KELIS with SON LITTLE at the Hoxton (69 Bathurst), Wednesday (June 11), 8 pm. $25-$35. TM.


“I wanted to be a master of something,” R&B singer Kelis tells me over the phone from L.A., her deep, husky voice sounding exactly as it does on her latest, retro-inspired record.

But she isn’t talking about music. She’s referring to her other love: cooking. As well as being a pop star, Kelis recently trained as a saucier at Le Cordon Bleu culinary school.

“Sauce is like a woman’s accessory. Meat is just meat, vegetables are just vegetables, but it’s the sauce that tells you who the chef is, what the culture is, where you are. What it is. It defines everything.”

She doesn’t, however, take the same perfectionist approach to music.

“Music is something that I naturally do well, and something that I’ve done so long, it’s just part of my personality.”

That may explain why the artist has successfully attacked so many different genres.
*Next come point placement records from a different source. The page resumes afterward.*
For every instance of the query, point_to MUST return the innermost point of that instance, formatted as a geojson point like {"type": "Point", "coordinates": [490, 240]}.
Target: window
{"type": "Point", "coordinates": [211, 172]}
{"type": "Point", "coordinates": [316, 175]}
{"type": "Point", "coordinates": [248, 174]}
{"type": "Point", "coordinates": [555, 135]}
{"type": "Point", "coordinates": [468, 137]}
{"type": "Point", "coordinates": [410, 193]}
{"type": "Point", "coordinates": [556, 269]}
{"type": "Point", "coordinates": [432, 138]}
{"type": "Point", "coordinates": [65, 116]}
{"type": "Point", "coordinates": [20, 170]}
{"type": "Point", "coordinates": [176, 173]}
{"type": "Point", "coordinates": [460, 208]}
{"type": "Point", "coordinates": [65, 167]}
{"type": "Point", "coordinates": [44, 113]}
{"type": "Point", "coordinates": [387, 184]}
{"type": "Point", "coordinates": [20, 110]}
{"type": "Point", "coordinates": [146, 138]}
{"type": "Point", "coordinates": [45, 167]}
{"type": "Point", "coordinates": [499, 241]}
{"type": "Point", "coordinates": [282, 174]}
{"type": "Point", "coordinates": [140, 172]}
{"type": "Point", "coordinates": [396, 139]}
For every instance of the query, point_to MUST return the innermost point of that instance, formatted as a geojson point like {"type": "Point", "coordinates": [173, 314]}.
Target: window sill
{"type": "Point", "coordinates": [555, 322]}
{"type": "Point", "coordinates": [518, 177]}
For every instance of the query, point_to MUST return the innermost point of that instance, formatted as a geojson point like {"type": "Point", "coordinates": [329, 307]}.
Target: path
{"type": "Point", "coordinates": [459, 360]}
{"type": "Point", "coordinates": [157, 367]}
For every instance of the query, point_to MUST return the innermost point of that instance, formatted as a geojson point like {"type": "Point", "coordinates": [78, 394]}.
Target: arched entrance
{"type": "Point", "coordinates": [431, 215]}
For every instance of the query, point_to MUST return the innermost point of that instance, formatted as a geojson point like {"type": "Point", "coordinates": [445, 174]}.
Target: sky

While they varied in levels of experimentalism, her early records were Neptunes-produced, radio-ready R&B for the most part. In 2010 she released Flesh Tone, a distinctly dance album.

Her sixth, Food (Ninja Tune), is completely different again, combining soul, funk and Afrobeat with plenty of warm horns. It even features an acoustic, Simon & Garfunkel-evoking Labi Siffre cover.

Recording in producer Dave Sitek’s home, the two came by the decidedly groovy mood naturally. “We didn’t have plans on doing a whole album,” says Kelis. “But the next thing we knew, I didn’t want to leave, and he didn’t want me to go. The (sound) wasn’t planned. It just came out this way – maybe just because I am calm and at peace with my life.”

Then there’s the epicurean theme: the record’s name the song titles (Jerk Ribs, Cobbler, Friday Fish Fry, Biscuits N’ Gravy) the opening to the record, where Kelis’s young son, Knight, says “Hey, guys, are you hungry? My mom made food.”

The songs, though, aren’t exactly literal. Just like her signature hit Milkshake off her 2003 album, Tasty, you quickly get the idea that Kelis is singing metaphors.

“The names were in there as working titles. It wasn’t even something we talked about or took seriously,” she says. “I was around food all the time. I was always cooking, people were always cooking. It just came together on its own.”